The government makes plenty of excuses for New Zealand’s poor recent GDP growth. Unfortunately for its excuses, data exist.
National’s economic team has made an artform of making excuses. They are earnest and self-confident and mocking of those who dare disagree. But the economic ground they stand on is made of quicksand. Eventually, their excuses will swallow them as New Zealanders come to realize they are being conned.
The two most often cited excuses from National for New Zealand’s woeful economic performance - average growth of only 0.5% per year since taking office - are the Global Financial Crisis and the Christchurch earthquakes. Let’s take them in turn. (Programming note: The bigger revelation is about the earthquakes.)
Excuse 1: The Global Financial Crisis
National has over-egged the pudding on this excuse. Certainly, the GFC does serve as an explanation as to why international growth rates, and by extension the New Zealand growth rate, are lower than their historical average. No question about that.
But the GFC does not explain why New Zealand’s growth rate has been low compared to other countries experiencing the same GFC. As I showed last week, for example, Australia has outgrown New Zealand by nearly five to one since National took office, while the US and Canada outperformed us by more than 2.5 to one. In fact, you would expect New Zealand to have an advantage over the US in dealing with the GFC, because our domestic banking system did not face the same crisis as theirs. Despite that advantage, New Zealand has performed poorly.
New Zealand has, however, grown faster than many countries in the Eurozone, largely because the risk of Greece and others defaulting on their government debts has wreaked havoc across the continent. It is pretty rich for National to take credit for New Zealand’s low government debt, however, when it spent much of the last decade decrying the debt-reducing surpluses consistently run by Labour, and more recently has been borrowing for tax cuts.
National’s GFC excuse simply cannot explain why New Zealand is performing so much worse than the other non-European OECD countries. We are at the bottom of that league table, and National doesn't appear to understand why.
Excuse 2: The Christchurch earthquakes
There is a long-running battle among economists about whether disasters like earthquakes, floods, or wars are at all bad for GDP. Some well-reputed economists contend they often are not, because all the economic activity involved in fighting a war or cleaning up after an earthquake more than makes up for the output destroyed by the disaster itself. That is not to say earthquakes are good things – simply to note that one of the quirks/flaws with GDP as a measure of economic health is that is doesn’t necessarily treat bad things as negatives.
I go into more detail on this in my book about New Zealand’s tax system, but for an illustration consider what happens if you set your letterbox on fire and buy another one. “GDP” does not care at all about the burned letterbox, and it will even count as positive any kerosene you bought to burn it with. But it certainly counts as positive the new letterbox you bought, along with the petrol you used to get to the letterbox shop and so on. Even though you end up in exactly the same place as you started, GDP figures will indicate the economy has grown as a result of your actions.

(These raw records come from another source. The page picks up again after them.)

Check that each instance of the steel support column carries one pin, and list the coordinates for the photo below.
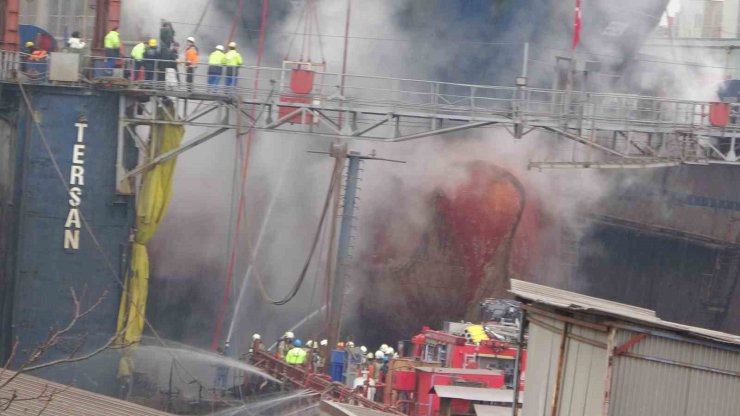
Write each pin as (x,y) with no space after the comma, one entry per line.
(343,248)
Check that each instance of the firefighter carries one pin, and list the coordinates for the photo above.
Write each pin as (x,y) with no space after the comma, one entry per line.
(297,355)
(232,60)
(191,61)
(166,34)
(284,344)
(137,53)
(151,55)
(216,61)
(112,43)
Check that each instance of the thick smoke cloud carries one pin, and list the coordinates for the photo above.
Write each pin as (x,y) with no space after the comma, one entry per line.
(389,38)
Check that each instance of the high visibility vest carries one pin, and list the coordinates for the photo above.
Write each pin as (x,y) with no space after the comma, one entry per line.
(191,56)
(296,356)
(233,58)
(112,40)
(216,58)
(38,55)
(138,51)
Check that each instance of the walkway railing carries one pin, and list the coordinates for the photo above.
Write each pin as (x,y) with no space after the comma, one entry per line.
(379,96)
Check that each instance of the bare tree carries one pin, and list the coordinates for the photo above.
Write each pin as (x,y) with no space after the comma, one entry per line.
(10,395)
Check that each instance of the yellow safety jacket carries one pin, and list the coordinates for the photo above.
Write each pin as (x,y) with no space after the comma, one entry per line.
(138,51)
(216,58)
(233,58)
(112,40)
(296,356)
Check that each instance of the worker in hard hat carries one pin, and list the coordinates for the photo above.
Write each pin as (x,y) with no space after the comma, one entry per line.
(112,44)
(151,56)
(285,344)
(26,52)
(216,61)
(296,355)
(137,54)
(191,61)
(166,34)
(232,61)
(167,66)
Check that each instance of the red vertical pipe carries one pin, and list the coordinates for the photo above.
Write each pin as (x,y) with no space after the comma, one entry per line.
(344,56)
(250,137)
(10,25)
(346,46)
(107,16)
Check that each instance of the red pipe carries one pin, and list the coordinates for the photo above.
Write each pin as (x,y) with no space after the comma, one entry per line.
(250,137)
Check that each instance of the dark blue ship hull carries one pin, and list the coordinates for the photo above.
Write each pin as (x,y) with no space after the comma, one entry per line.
(46,250)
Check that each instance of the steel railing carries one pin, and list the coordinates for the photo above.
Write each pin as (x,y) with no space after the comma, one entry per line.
(387,95)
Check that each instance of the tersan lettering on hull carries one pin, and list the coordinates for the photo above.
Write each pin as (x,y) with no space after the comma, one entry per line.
(73,224)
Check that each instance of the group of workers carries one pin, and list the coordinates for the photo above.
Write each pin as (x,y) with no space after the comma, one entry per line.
(366,367)
(151,57)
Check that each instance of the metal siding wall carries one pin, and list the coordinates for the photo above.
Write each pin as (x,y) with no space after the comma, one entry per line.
(582,390)
(542,358)
(643,387)
(46,271)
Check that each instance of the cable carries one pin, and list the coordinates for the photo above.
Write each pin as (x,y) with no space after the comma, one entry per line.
(245,170)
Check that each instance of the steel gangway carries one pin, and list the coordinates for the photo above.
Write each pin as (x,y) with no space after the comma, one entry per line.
(611,130)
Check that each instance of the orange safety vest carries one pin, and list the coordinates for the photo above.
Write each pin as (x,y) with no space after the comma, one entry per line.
(38,55)
(191,56)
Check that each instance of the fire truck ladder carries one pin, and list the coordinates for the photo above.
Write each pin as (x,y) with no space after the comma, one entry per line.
(303,378)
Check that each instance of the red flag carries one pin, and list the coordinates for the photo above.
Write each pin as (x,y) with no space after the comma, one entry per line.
(577,25)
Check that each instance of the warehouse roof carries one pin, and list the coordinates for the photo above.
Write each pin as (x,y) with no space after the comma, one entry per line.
(478,394)
(577,302)
(38,396)
(467,371)
(329,408)
(486,410)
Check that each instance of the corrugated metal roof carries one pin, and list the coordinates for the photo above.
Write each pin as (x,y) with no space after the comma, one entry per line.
(466,371)
(342,409)
(486,410)
(575,301)
(479,394)
(59,400)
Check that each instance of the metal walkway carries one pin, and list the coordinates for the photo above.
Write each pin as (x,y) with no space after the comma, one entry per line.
(607,130)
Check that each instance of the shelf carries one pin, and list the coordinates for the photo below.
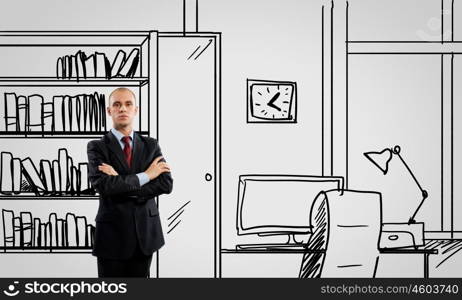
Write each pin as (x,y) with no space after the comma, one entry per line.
(74,82)
(56,134)
(40,198)
(84,250)
(73,38)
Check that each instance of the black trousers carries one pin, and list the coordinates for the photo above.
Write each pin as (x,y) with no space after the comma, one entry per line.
(136,266)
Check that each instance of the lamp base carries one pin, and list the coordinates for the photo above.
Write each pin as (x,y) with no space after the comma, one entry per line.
(401,235)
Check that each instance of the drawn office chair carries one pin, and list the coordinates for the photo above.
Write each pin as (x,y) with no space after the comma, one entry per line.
(346,234)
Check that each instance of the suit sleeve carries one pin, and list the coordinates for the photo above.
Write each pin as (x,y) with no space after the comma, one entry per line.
(163,184)
(107,185)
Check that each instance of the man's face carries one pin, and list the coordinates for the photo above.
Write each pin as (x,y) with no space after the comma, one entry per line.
(122,108)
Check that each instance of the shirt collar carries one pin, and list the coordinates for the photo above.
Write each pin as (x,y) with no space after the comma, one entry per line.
(119,135)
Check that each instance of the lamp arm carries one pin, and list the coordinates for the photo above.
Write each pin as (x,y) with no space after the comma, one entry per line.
(396,151)
(410,172)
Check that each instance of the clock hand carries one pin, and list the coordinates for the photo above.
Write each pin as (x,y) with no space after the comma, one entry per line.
(271,103)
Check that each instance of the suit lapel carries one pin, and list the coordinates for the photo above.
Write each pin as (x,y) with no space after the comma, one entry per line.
(137,155)
(115,148)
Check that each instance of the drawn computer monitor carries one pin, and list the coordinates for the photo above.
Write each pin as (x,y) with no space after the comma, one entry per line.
(279,204)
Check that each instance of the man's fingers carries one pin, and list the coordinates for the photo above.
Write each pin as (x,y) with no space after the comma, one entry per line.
(157,159)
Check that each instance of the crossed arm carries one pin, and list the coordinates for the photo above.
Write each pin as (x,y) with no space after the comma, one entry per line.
(109,183)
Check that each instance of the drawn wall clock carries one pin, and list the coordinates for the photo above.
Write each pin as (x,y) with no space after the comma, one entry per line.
(271,101)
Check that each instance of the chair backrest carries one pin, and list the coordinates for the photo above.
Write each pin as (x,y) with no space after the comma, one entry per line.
(346,224)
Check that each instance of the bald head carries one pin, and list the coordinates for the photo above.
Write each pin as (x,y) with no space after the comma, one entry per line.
(121,90)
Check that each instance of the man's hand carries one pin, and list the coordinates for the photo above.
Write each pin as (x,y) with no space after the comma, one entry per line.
(156,168)
(107,169)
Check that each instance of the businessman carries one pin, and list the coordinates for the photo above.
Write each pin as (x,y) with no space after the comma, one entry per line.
(128,171)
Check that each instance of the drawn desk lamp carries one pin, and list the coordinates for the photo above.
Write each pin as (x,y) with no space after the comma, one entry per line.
(399,235)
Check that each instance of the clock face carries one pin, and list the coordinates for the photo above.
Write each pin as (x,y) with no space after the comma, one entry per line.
(272,101)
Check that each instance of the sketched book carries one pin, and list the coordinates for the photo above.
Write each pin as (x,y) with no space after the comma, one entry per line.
(130,65)
(71,229)
(36,233)
(17,231)
(6,173)
(48,116)
(63,165)
(81,231)
(23,112)
(11,122)
(8,227)
(16,177)
(33,177)
(117,64)
(59,68)
(26,229)
(47,175)
(56,177)
(90,66)
(57,113)
(100,64)
(34,117)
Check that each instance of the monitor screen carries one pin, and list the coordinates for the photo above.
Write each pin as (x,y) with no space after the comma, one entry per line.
(279,204)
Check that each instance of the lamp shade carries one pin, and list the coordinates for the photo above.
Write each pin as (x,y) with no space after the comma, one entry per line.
(380,159)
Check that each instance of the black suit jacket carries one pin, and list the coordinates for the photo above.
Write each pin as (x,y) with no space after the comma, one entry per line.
(127,212)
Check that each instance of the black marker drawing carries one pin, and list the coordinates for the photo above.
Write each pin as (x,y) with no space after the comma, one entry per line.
(271,101)
(27,233)
(341,83)
(64,114)
(60,176)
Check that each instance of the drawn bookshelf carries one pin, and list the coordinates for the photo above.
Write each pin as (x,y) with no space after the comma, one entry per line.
(53,89)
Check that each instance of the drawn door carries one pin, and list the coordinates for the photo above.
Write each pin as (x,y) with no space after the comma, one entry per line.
(186,136)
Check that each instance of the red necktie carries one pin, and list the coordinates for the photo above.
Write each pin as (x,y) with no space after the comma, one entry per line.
(127,150)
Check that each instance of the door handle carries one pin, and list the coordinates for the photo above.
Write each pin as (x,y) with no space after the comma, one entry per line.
(208,177)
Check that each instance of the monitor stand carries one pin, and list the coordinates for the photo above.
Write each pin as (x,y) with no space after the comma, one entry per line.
(291,244)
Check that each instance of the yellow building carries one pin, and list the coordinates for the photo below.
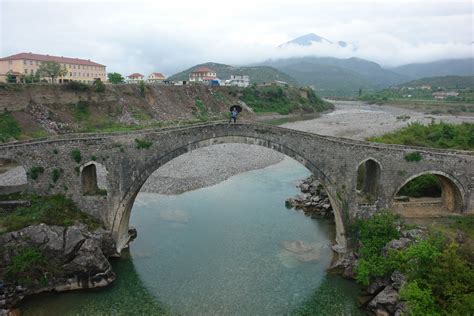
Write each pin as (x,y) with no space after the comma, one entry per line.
(28,63)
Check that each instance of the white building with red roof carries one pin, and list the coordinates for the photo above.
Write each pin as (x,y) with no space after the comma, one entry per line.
(202,74)
(135,78)
(25,64)
(156,77)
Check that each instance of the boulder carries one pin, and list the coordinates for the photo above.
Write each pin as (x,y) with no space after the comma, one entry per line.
(386,300)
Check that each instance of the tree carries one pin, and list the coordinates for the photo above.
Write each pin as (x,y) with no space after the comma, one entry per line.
(115,78)
(51,69)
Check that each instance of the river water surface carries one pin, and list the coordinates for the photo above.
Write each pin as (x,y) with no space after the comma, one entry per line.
(219,250)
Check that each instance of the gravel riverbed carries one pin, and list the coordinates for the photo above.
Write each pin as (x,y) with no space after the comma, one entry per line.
(211,165)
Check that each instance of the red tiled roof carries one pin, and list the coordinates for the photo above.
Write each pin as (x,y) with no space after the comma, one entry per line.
(62,60)
(135,75)
(203,69)
(158,74)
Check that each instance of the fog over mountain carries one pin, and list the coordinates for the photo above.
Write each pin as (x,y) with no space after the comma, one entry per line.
(148,36)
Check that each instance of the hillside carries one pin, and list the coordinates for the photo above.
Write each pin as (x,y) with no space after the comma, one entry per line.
(455,67)
(446,82)
(334,76)
(257,74)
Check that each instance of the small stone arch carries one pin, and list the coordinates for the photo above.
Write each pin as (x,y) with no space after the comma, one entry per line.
(93,178)
(13,176)
(450,201)
(368,180)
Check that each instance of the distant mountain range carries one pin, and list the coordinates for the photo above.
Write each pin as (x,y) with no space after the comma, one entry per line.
(448,82)
(257,74)
(309,39)
(446,67)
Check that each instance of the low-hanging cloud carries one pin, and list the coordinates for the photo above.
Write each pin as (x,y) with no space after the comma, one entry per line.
(142,36)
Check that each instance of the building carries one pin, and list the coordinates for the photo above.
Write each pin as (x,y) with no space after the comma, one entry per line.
(135,78)
(23,64)
(202,74)
(156,77)
(439,95)
(238,80)
(452,94)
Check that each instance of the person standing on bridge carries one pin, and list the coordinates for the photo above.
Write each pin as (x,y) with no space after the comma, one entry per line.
(234,111)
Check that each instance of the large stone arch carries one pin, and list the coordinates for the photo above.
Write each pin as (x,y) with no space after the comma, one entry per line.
(368,179)
(121,216)
(452,191)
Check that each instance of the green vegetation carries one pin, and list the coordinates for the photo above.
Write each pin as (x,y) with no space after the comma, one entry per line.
(115,78)
(142,143)
(413,157)
(35,171)
(202,113)
(76,155)
(283,100)
(424,185)
(372,235)
(27,266)
(51,69)
(55,174)
(9,127)
(76,86)
(142,87)
(81,111)
(99,86)
(437,135)
(439,271)
(51,210)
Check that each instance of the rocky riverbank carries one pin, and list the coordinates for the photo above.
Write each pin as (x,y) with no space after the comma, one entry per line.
(41,258)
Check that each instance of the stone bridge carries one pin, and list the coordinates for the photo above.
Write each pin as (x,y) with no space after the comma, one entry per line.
(68,165)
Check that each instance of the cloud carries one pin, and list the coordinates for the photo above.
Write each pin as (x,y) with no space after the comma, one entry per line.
(147,36)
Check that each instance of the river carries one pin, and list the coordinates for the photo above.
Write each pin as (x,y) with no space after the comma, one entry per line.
(222,249)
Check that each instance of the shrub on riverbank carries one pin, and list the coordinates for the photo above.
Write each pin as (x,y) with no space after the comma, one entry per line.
(283,100)
(436,135)
(50,210)
(439,272)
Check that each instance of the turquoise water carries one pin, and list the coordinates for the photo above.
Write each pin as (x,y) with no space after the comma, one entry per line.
(219,250)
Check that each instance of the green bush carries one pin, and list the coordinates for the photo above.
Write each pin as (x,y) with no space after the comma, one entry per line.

With the Christchurch earthquakes, we can look at the data directly to see whether the earthquakes caused a medium-term drain on our economy or not. The National Bank complies an excellent series on regional GDP, and we can use this to compare changes in Canterbury’s GDP with changes in the country overall, using the National Bank’s figures for consistency.
First, there are indeed obvious slumps in Canterbury’s GDP that coincide with the two most major earthquakes. But in the quarters after the second quake, Canterbury has massively outperformed the rest of the country. This is almost certainly due to various rebuilding efforts, as there is little evidence - either on this chart or elsewhere in the National Bank's historical data - of Canterbury outperforming the country before the quakes struck.
In fact, over the whole nine-quarter period starting in January 2010, Canterbury’s GDP has grown by 5.3% compared to New Zealand’s 4.6%. Yes, you read that right. Canterbury has been growing faster than New Zealand.
These data show that the earthquakes were not a drain on New Zealand’s GDP growth. If anything, Canterbury has been a source of high growth during National’s time in office.
In addition, the data show that the immediate negative impact of the earthquakes was more of less confined to the Canterbury region. Nationwide growth was little affected by either quake – the larger second quake, for example, coincided with only a 0.1% decline in nationwide growth.
National’s earthquake-based excuse making is based on simplistic economics and is not consistent with the data.
Finally, from the department of I-told-you-so, yesterday marked the first time that John Key seized on the new, actually depressing Stats New Zealand growth figures to proclaim that “the last quarter of negative growth we had was in 2009, before, actually, Bill English delivered his Budget.” This is yet more evidence that the government will trot out any figure, no matter how facile, to make itself look like a good economic steward and will make any excuse, no matter how flimsy, to avoid its own failures.
National Ministers obviously expect to be able to keep up this charade for the next two-and-a-half years. I think they are mistaken. New Zealanders are not so stupid as National appears to believe.